Still the beauty of what the Irish call the Wild Atlantic Way is extraordinary. Partly I think because it is so up close, personal, and unspoiled. Miles of glorious cliffs topped by emerald green fields (yes, a cliché but a cliché because it’s true.) Jagged fingers of red sandstone rising out of a sea the exact color of my granddaughter’s eyes. Foaming water below, glorious windswept skies above.

And not a house in sight. Not a luxury apartment. Not a $10 million condo. Not a gated community. Not a golf course, or tennis court, or swimming pool. Not even a handicapped accessible bike/jogging path. In fact, bikes and horses are expressly forbidden. ATV’s are unthinkable. As my mother used to say, it’s shank’s mare, baby, all the way. 

Extraordinary. Otherworldly, really. A land out of time.

And quite unremarked by the residents of this beautiful little village. It is the backdrop of their lives. They are as much a part of the landscape as the gorse on the cliffs. And the landscape is part of them, the crashing waves a heartbeat as real as their own. Not something to be admired and photographed and ooh-ed and ahh-ed over. Simply there.

It’s different for me. Here, far from home, my senses are on high alert. In a land where a rainbow lies around every corner, I don’t want to miss a thing. I smell the peat smoke in the air. I taste the salt on the wind. I feel the ground under my feet, the mist and the sun on my face. 

And I wonder how much of my own life goes unnoticed, unremarked. I wonder how much of the world around me I miss for lack of focus and attention. After one particularly long night in the desert, Jacob exclaimed: God was in this place and I didn’t even know it. How often do I see and not perceive, or hear and not listen or understand? 

Last Tuesday, I hiked the Ballycotton Cliff Walk. It didn’t take much to see there the fingerprints of a loving God. The work is to keep my eyes open when I get home.







Saturday, September 23, 2017

Packing light



Jesus told his disciples: “Take nothing for the journey—no staff, no bag, no bread, no money, no extra shirt.” Nowadays you get 50 pounds.

Which is both a lot and practically nothing. For instance, a person could take unlimited underwear. But you don’t need to take unlimited underwear because underwear’s easy to wash in the hotel sink. Jeans, sweaters, not so much. It can be done, but it’s not pretty. So one pair of jeans for three weeks and hope against hope for a coin-op laundry?

Similarly, socks pack real well. They fill in the cracks between everything else and can even be packed inside shoes. But shoes take up a lot of room and weight. So, the question becomes, how many shoes do I need for all those socks?

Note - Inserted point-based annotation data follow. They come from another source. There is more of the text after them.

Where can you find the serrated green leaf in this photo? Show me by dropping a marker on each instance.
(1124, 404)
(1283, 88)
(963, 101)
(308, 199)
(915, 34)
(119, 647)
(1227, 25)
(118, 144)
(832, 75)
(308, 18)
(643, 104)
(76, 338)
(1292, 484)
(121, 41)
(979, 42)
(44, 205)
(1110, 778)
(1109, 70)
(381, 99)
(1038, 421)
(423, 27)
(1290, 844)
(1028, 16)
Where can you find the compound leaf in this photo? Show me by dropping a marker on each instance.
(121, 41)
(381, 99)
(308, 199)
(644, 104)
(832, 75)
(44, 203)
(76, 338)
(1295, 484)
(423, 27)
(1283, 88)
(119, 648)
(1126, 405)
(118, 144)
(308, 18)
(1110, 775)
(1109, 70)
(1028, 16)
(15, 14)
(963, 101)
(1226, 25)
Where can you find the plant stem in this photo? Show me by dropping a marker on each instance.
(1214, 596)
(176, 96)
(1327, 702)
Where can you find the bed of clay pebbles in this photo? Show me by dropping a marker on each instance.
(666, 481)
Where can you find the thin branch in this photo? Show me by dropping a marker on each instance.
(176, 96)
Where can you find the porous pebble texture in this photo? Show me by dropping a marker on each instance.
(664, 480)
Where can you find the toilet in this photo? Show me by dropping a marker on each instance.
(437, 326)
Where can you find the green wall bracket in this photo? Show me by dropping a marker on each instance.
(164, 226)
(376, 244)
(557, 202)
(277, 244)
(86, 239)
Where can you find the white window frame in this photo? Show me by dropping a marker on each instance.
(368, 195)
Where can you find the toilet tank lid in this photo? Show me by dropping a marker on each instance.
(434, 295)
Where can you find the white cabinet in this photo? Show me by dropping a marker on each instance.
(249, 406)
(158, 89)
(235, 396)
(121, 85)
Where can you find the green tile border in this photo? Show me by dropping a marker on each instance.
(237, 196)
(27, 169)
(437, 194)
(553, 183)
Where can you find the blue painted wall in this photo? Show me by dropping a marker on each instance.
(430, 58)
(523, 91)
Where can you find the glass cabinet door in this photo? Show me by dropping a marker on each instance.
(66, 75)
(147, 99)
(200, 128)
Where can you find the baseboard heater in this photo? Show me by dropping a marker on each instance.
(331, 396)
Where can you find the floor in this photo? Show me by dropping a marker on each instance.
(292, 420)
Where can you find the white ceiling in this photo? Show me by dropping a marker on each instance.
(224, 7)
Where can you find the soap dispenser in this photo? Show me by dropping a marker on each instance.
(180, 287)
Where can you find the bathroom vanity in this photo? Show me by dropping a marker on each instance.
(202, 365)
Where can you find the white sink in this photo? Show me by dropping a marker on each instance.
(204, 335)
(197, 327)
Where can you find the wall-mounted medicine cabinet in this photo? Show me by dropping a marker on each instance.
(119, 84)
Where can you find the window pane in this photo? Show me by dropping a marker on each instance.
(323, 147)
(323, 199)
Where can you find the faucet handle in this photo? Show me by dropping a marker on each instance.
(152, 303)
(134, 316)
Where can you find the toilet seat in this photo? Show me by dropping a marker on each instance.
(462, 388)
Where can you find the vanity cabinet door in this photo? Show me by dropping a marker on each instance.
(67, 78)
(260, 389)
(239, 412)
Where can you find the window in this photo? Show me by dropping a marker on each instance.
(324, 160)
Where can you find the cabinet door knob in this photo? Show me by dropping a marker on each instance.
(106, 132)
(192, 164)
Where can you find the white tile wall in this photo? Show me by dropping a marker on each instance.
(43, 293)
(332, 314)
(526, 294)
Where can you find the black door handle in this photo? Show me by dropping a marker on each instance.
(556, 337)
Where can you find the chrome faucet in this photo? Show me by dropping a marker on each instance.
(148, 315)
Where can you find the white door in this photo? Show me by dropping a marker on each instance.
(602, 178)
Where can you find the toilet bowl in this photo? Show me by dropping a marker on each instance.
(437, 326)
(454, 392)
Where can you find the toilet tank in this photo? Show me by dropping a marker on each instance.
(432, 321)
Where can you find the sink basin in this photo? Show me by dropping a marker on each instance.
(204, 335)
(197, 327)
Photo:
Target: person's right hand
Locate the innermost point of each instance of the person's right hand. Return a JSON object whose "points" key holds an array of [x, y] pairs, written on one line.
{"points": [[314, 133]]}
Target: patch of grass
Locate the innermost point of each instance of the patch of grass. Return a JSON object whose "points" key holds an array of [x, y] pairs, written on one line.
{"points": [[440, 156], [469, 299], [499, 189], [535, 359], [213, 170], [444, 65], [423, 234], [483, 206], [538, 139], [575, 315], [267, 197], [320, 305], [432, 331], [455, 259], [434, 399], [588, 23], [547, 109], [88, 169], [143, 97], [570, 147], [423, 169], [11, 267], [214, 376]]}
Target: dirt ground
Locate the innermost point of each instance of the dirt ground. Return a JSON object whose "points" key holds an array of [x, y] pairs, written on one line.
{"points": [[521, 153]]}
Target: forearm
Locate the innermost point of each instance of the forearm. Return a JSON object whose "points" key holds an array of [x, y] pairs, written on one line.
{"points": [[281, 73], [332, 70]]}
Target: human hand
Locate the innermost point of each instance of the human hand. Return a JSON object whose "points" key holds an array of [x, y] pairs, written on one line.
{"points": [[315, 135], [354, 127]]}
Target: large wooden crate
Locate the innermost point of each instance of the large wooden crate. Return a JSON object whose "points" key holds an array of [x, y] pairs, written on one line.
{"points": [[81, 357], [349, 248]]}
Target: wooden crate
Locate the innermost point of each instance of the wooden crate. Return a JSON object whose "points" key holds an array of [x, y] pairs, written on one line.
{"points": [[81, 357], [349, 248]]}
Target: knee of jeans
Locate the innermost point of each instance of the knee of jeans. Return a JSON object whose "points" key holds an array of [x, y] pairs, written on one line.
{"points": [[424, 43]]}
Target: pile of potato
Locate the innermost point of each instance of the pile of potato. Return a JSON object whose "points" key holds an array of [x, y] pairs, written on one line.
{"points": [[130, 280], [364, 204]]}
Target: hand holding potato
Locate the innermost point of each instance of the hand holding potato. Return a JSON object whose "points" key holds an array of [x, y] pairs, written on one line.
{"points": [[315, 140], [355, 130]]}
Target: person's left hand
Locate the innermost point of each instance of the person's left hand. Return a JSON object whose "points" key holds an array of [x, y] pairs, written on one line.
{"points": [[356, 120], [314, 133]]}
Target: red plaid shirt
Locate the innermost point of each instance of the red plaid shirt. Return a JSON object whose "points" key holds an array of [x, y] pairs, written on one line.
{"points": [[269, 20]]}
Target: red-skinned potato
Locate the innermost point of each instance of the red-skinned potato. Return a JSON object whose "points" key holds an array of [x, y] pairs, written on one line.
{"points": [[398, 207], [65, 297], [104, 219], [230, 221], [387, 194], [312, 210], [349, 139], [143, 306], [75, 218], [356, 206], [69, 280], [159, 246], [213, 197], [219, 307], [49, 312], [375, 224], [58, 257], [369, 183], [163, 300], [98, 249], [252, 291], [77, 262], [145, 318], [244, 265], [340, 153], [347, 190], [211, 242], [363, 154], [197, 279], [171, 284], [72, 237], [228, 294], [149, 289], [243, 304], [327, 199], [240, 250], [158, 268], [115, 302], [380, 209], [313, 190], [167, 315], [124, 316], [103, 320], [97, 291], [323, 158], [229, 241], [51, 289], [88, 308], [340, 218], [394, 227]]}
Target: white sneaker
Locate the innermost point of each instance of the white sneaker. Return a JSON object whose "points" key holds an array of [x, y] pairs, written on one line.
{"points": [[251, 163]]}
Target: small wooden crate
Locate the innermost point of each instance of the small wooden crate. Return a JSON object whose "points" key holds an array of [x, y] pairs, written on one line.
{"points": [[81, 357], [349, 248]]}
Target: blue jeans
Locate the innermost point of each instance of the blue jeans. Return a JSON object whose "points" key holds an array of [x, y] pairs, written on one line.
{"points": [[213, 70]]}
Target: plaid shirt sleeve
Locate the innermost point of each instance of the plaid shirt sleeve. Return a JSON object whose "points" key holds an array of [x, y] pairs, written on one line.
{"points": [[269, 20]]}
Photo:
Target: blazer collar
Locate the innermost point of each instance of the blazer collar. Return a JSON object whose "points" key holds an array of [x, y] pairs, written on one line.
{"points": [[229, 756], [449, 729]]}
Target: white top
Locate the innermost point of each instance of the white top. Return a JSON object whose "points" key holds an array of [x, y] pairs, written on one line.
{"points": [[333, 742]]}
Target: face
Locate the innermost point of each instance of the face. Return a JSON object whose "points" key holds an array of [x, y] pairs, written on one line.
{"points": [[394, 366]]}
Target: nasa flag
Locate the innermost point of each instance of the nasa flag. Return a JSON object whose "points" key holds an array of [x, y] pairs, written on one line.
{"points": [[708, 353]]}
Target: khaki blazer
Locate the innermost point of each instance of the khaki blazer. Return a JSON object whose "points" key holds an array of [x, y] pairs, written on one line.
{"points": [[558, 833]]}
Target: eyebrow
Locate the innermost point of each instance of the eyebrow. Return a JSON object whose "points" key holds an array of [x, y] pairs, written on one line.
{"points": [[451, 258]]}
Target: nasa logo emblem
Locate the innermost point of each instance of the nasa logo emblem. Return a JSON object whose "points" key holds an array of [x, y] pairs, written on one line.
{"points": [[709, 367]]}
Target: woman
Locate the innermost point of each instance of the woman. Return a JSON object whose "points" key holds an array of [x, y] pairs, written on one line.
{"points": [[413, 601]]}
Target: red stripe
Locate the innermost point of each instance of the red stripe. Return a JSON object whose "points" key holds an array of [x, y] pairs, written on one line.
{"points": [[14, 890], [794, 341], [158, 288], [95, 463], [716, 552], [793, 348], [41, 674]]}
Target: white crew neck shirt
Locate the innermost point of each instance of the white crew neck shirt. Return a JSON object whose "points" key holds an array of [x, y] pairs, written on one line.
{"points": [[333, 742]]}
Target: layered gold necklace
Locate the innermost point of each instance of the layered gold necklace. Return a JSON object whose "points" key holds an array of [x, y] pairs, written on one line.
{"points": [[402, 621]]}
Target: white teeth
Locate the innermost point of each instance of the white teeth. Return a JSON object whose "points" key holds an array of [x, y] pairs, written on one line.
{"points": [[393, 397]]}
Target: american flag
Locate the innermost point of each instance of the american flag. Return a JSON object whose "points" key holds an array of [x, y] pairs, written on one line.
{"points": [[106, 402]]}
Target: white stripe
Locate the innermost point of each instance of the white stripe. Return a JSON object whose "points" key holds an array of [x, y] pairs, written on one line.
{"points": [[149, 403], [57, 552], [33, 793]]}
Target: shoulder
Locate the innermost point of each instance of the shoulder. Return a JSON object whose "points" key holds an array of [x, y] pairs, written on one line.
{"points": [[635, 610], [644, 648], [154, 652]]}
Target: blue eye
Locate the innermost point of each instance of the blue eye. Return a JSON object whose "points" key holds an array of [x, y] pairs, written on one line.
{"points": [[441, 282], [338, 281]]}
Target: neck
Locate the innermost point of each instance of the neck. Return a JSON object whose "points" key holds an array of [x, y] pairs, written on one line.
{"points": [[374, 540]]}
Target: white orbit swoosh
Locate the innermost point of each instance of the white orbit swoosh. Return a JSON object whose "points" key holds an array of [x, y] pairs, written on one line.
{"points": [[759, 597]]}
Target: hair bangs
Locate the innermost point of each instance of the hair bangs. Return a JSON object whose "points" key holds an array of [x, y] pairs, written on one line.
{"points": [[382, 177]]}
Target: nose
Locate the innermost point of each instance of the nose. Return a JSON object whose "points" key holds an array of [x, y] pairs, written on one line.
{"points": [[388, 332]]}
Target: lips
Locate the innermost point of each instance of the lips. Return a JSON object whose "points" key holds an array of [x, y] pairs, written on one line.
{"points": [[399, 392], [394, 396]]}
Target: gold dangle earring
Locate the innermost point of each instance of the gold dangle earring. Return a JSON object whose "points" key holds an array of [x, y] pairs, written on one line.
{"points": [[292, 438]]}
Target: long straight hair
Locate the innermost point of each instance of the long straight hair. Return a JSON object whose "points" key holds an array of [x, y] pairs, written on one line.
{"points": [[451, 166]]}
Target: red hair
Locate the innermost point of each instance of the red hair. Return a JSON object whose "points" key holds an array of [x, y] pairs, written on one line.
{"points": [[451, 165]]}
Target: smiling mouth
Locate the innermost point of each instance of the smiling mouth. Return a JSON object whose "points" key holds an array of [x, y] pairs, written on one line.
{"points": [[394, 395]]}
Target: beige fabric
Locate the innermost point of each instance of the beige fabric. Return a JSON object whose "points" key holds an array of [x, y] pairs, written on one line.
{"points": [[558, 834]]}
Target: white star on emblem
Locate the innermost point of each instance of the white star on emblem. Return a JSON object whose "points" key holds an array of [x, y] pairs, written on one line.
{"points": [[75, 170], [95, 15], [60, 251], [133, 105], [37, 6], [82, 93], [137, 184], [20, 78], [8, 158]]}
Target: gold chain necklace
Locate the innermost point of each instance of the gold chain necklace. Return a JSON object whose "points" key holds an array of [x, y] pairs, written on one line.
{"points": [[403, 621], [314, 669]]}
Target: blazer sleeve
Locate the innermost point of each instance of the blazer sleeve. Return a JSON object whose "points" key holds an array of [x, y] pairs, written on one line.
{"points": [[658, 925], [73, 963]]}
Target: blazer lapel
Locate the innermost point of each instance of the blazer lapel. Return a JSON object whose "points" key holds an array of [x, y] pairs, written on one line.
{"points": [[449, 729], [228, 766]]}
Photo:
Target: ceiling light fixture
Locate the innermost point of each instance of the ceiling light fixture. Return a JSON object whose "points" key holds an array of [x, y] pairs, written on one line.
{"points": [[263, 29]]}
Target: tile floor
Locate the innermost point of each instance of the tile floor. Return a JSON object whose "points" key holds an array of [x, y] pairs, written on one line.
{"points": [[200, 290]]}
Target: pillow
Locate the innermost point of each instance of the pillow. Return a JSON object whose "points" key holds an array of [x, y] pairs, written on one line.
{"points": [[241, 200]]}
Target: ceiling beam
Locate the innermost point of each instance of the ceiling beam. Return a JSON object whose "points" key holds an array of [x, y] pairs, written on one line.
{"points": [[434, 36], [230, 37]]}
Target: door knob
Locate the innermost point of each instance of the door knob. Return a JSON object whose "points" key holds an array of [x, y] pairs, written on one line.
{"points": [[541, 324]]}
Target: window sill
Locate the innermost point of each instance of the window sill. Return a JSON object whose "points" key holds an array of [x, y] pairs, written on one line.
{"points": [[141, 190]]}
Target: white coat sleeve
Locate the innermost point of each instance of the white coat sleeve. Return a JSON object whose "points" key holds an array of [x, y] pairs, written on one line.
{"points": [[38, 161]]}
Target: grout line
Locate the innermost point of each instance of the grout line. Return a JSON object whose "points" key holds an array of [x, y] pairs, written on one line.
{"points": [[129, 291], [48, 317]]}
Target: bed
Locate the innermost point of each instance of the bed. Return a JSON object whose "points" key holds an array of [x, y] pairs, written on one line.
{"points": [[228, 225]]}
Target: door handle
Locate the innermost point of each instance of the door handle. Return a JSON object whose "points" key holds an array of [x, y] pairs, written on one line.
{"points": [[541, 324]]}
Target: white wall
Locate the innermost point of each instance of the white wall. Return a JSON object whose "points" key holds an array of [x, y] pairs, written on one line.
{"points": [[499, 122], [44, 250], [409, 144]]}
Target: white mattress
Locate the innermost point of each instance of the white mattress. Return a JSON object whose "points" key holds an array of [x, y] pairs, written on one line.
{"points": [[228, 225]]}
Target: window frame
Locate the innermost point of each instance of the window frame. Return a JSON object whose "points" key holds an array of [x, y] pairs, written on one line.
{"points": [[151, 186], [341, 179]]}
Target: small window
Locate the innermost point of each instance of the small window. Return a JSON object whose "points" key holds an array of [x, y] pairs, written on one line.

The truth is I have too much stuff. Because I like stuff. Stuff is my security blanket. Stuff grants the illusion that I am in control. I like to have the right stuff for whatever comes and that translates into a whole lot of stuff for a three week trip, stuff for rainy weather, stuff in case it’s warm, stuff for the almost certainty that it won’t be warm, stuff for hiking, stuff for the beach, stuff for the pub, stuff for the remote possibility that we eat somewhere other than a pub, stuff for church, stuff for country, stuff for town, stuff, stuff, stuff, stuff, stuff.

And then of course, there’s the camera, the iPad, the portable, packable keyboard, and books, guidebooks, prayer books, the latest Janet Evanovich. My friend gave me a beautiful Bible for my sabbatical. I love it. It feels so good in my hands. The leather cover, the glorious paper, the beautiful typeset inside. I don’t want to leave it home.  

It’s a lot of stuff, which I don’t have the room or the weight to pack.

Jesus said take nothing for the journey. I’m not there yet—probably won’t ever be. But in the spirit and discipline of sabbatical, this time I’m letting go and traveling light. The shoes on my feet and a pair in the suitcase. The iPad loaded with books in my purse; the Bible stays home. 

Which leaves room in my suitcase for my pillow.

Dude—get serious. I’m not traveling that light. The pillow goes.